Closer to home, some English counties (including Staffordshire) suffered three times their average rainfall in September, according to the Met Office. Flooding in the south of the Moorlands made the local news; across the country the changing weather patterns have slashed farm yields, eroded soils and flooded fields.

With the second worst harvest on record, around £1bn of food production was lost.

Weather is complex, of course, and there are some special factors at play (the world is still in the wetter part of the El Nino/La Nina cycle). But there are some simple underlying figures. For every one degree rise in temperature, the atmosphere can hold 7% more moisture.

According to the internationally respected World Weather Attribution group, the exceptional UK rainfall from October 2023 to March 2024 was made four times more likely by climate change (and 20% heavier).

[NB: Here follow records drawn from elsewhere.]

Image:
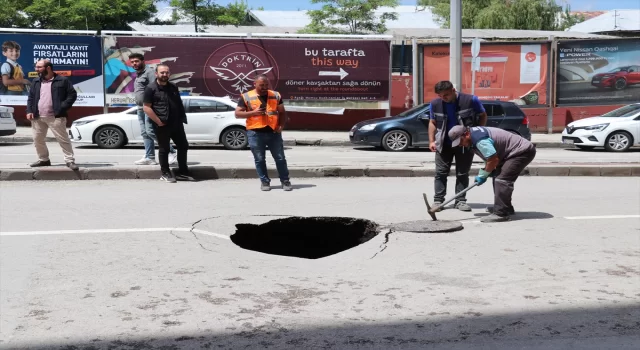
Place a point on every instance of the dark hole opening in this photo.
(305, 237)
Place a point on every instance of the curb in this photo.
(213, 173)
(287, 142)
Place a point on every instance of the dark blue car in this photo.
(411, 128)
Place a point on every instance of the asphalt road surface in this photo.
(149, 265)
(19, 155)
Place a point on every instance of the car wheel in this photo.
(110, 137)
(234, 139)
(618, 141)
(396, 141)
(620, 84)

Ultimately, the only way to prevent these weather patterns becoming even more severe is to stop the pace of global warming – climate mitigation – but as these events show, climate change is already here.

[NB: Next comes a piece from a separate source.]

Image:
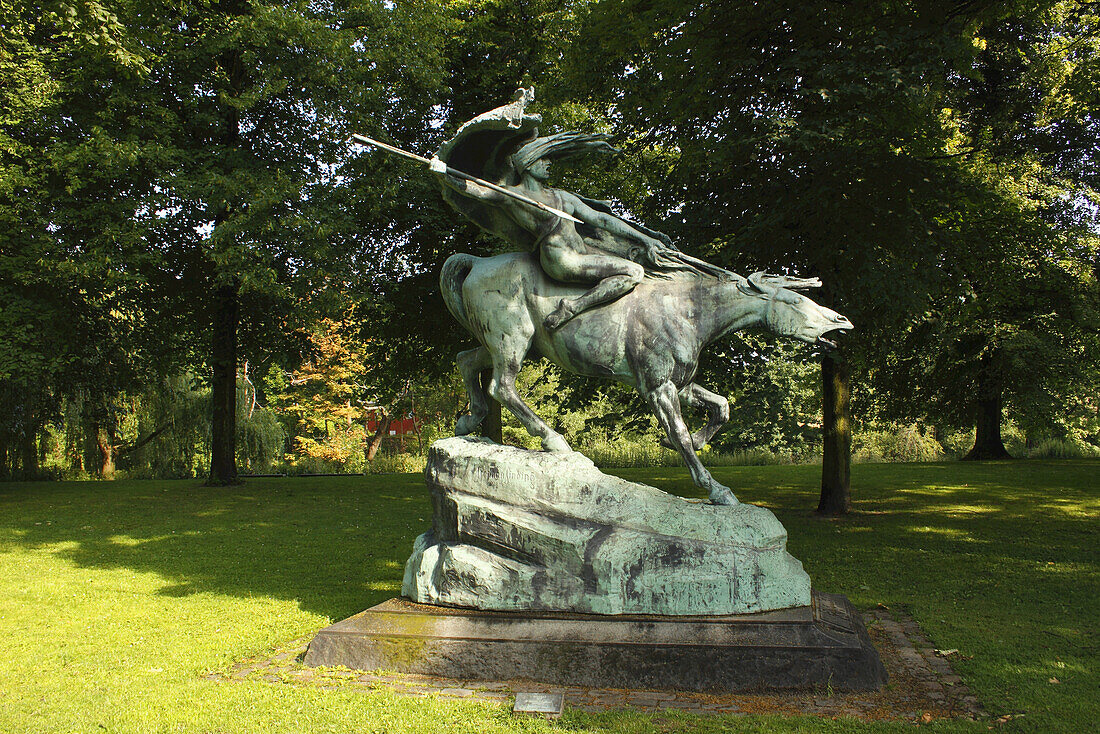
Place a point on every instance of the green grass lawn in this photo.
(116, 598)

That’s why adaption – making people and places more resilient to the effects of climate change are – has steadily crept up the agenda.

The UK's National Adaptation Strategy focuses on increasing the resilience of infrastructure to increasing temperature extremes, investment in the natural environment and shifts in crops and agriculture, changes that will need to be made to the built environment to protect public health and cope with shifts in business practices.

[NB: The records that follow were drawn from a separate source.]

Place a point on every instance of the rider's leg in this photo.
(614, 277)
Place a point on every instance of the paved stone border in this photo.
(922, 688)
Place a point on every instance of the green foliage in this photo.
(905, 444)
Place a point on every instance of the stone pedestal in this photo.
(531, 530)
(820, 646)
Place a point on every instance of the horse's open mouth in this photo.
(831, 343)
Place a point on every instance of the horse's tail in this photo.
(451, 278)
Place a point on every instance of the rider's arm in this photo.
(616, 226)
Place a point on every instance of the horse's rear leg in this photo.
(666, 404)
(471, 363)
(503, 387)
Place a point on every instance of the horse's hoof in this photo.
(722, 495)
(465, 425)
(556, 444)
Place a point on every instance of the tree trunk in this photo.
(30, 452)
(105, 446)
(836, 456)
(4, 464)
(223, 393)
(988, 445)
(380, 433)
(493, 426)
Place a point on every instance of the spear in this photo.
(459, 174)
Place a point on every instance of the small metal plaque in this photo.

Wider cross-cutting risks include impacts and adaptations required for supply chains, trade and finance.

Unsurprisingly, the March 2024 report by the Climate Change Commission found the last government’s strategy fell far short of what was required.

“The evidence of the damage from climate change has never been clearer, but the UK’s current approach to adaptation is not working,” said Baroness Brown, Chair of the Adaptation Committee.

With services threatened by extreme weather, local authorities should be at the frontline of adaptation, but it is no secret that in the past officers have struggled to get members to take this as seriously as mitigation. It was only in September 2023 that Staffordshire County Council adopted an Adaptation Strategy. This was informed by a ground-breaking piece of work by Sustainability West Midlands. They have gone on to produce an adaption template for the NHS and small and medium-sized businesses in the area.

While council action on adaption is primarily at the county level (the County is the lead local Flood Authority), districts and boroughs are affected too.

The Staffordshire Moorlands Climate Action Plan includes references to the need to adapt to climate change that is already happening but it is fair to say that until now far less emphasis has been placed on this than on the push to reduce emissions.

Adaption will be a key focus next year in the reshaping of Part 2 of the Climate Action Plan, and building in resilience to climate change will for the first time be an important element of the review of the Local Plan (which shapes housing and other development in the district for the next five years).

Severn Trent Water have already agreed to come to the Moorlands to discuss their investment plans, which are likely to include more investment in areas such as the Tean Valley, as well as a major project to transfer raw water from Carsington reservoir to Tittesworth, in part to compensate for the Environment Agency’s removal of water-table damaging abstraction licenses in the Moorlands.

But the focus on water management is increasingly turning away from reliance on high-spec engineering solutions to ones that go with Nature’s flow, as it were. Severn Trent are pioneering a sustainable drainage scheme in Mansfield, which may have lessons for the future here.